How to create an advanced AI agent in summarizing the old memory and vector

nimda September 2, 2025

0 3 4 minutes read

How to create an advanced AI agent in summarizing the old memory and vector

In this lesson, we visit to develop an improved AI agent that can only talk but also remember. We start from the beginning and show how to combine a lack of light, FAiss Vector, and the Sufarization Mechanism to create a temporary and long-term memory. By working together with cleaning up and broken facts, we can compete an agidate our commands, and ensure the context, to ensure that communication is always smooth and efficient. Look Full codes here.

!pip -q install transformers accelerate bitsandbytes sentence-transformers faiss-cpu


import os, json, time, uuid, math, re
from datetime import datetime
import torch, faiss
from transformers import AutoModelForCausalLM, AutoTokenizer, pipeline, BitsAndBytesConfig
from sentence_transformers import SentenceTransformer
DEVICE = "cuda" if torch.cuda.is_available() else "cpu"

We begin by installing important libraries and entrails all the modules needed for our agel. We also set up the environment for us to use GPU or CPU, allow us to function properly. Look Full codes here.
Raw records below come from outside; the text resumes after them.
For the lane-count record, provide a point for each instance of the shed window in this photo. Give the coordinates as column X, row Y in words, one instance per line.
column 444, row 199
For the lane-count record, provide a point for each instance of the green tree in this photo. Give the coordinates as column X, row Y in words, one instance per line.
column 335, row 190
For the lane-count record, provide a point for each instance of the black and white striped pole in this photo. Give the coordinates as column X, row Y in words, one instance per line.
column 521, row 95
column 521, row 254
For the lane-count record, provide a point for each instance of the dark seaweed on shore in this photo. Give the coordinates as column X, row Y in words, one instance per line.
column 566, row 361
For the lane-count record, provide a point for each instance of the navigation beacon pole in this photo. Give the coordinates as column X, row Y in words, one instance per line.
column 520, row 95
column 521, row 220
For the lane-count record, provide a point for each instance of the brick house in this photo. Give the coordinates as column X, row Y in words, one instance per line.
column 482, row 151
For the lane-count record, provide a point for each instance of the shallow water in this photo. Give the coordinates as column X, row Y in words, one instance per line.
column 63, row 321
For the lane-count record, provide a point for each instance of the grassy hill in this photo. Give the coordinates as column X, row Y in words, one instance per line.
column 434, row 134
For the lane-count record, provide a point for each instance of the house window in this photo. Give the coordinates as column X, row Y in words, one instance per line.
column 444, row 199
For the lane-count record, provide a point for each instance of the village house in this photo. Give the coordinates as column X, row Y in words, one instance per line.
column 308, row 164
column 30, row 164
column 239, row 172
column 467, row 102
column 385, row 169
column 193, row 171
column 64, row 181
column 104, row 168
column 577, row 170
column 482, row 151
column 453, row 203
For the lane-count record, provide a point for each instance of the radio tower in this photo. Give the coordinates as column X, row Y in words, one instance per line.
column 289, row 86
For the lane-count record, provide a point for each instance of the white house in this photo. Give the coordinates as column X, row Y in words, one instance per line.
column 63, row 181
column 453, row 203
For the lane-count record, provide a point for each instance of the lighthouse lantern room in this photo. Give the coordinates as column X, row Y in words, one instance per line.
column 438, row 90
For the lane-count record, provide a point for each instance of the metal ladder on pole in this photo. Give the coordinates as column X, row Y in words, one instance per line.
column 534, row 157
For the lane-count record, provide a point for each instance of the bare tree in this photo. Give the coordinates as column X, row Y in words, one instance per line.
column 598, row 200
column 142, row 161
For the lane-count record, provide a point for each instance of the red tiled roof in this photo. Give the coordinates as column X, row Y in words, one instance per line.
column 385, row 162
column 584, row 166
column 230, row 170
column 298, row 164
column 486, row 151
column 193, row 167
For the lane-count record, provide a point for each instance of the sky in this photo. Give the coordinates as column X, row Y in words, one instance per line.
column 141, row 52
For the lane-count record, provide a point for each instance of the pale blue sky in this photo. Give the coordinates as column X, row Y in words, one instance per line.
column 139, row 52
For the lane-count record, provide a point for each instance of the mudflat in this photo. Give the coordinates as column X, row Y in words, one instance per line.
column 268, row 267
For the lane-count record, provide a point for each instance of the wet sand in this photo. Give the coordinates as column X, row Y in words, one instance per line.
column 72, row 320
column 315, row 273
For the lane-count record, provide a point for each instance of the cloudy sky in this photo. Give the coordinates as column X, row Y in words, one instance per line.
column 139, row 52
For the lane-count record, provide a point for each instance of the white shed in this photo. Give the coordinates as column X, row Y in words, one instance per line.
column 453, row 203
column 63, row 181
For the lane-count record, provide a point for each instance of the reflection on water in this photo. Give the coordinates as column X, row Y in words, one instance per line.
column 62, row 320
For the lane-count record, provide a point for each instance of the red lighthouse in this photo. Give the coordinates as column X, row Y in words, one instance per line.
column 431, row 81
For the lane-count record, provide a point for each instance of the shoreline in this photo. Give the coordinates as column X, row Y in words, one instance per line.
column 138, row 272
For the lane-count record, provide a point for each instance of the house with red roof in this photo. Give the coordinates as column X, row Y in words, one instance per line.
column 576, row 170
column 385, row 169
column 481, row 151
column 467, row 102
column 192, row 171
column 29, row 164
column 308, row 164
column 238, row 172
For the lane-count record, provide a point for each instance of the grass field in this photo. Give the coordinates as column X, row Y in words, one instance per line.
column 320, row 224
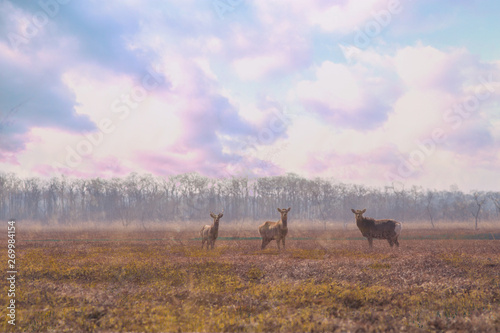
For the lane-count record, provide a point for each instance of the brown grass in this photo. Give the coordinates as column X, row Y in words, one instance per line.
column 327, row 283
def load_llm(model_name="TinyLlama/TinyLlama-1.1B-Chat-v1.0"):
   try:
       if DEVICE=="cuda":
           bnb=BitsAndBytesConfig(load_in_4bit=True,bnb_4bit_compute_dtype=torch.bfloat16,bnb_4bit_quant_type="nf4")
           tok=AutoTokenizer.from_pretrained(model_name, use_fast=True)
           mdl=AutoModelForCausalLM.from_pretrained(model_name, quantization_config=bnb, device_map="auto")
       else:
           tok=AutoTokenizer.from_pretrained(model_name, use_fast=True)
           mdl=AutoModelForCausalLM.from_pretrained(model_name, torch_dtype=torch.float16 if torch.cuda.is_available() else torch.float32, low_cpu_mem_usage=True)
       return pipeline("text-generation", model=mdl, tokenizer=tok, device=0 if DEVICE=="cuda" else -1, do_sample=True)
   except Exception as e:
       raise RuntimeError(f"Failed to load LLM: {e}")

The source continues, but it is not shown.